Peugeot w tarapatach – podobnie jak inni
Cyfrowe zegary to dziś standard nawet w samochodach niższych segmentów. Niestety, ale globalny niedobór półprzewodników wpłynął także na ten rodzaj wyposażenia. Peugeot będzie musiał zamontować zegary analogowe w najnowszym 308.
– To sprytny i zwinny sposób na obejście prawdziwej przeszkody w produkcji samochodów do czasu zakończenia kryzysu związanego z chipami – powiedział rzecznik Stellantis dla agencji Reuters.

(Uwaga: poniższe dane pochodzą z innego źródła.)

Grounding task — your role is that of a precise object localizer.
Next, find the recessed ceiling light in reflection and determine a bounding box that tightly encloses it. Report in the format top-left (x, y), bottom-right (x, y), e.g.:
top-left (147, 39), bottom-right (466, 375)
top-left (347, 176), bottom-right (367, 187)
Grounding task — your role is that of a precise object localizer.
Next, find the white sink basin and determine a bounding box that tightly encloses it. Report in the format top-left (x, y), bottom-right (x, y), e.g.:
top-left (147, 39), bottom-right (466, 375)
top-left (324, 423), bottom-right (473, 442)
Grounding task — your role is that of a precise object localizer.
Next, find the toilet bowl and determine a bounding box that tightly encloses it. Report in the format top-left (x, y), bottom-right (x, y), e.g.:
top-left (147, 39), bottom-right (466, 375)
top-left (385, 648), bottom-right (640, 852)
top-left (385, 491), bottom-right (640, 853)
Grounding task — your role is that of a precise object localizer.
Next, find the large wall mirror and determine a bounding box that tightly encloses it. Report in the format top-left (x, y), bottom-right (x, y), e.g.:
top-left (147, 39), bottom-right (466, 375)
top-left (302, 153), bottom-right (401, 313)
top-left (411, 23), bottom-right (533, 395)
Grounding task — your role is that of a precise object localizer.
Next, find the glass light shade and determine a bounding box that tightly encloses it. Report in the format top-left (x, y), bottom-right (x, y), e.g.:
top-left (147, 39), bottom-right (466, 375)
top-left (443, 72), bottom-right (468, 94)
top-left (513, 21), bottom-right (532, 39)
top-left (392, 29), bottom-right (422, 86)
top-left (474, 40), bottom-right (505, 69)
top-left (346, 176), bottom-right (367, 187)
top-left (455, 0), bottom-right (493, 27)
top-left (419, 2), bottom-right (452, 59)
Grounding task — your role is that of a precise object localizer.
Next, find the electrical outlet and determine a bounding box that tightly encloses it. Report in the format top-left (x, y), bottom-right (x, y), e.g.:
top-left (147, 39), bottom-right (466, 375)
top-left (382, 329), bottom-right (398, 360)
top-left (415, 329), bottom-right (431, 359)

Globalny niedobór chipów nie oszczędza marki Peugeot. Fabryka w Sochaux musiała na jakiś czas wstrzymać produkcję tego miejskiego malucha. Tego nie uniknęła jednak właściwie żadna firma na całym świecie.
Pandemia uderza w dostawców
Z powodu pandemii popyt na chipy gwałtownie wzrósł. Są one używane w wielu urządzeniach elektronicznych, takich jak komputery. Dostawcy mają duże problemy ze zwiększeniem produkcji.
Peugeot przewiduje, że modele 308 z analogowymi zestawami wskaźników powinny zacząć pojawiać się pod koniec maja. Cyfrowe wyświetlacze trafią do najpopularniejszych modeli, takich jak SUV 3008.
Są też dobre wiadomości
Produkcja obecnego 308 powinna skończyć się na jesieni tego roku. Model nowej generacji będzie produkowany w innej fabryce w Mulhouse. Nie ma tego złego, bowiem Peugeot z tej „okazji” obniży ceny swoich samochodów o około 1500 zł. Zawsze coś.
Nowy Peugeot 308 oparty jest na platformie EMP2 trzeciej generacji. Dostępny będzie z układami napędowymi typu plug-in. Francuski producent pracuje również nad w pełni elektrycznym wariantem.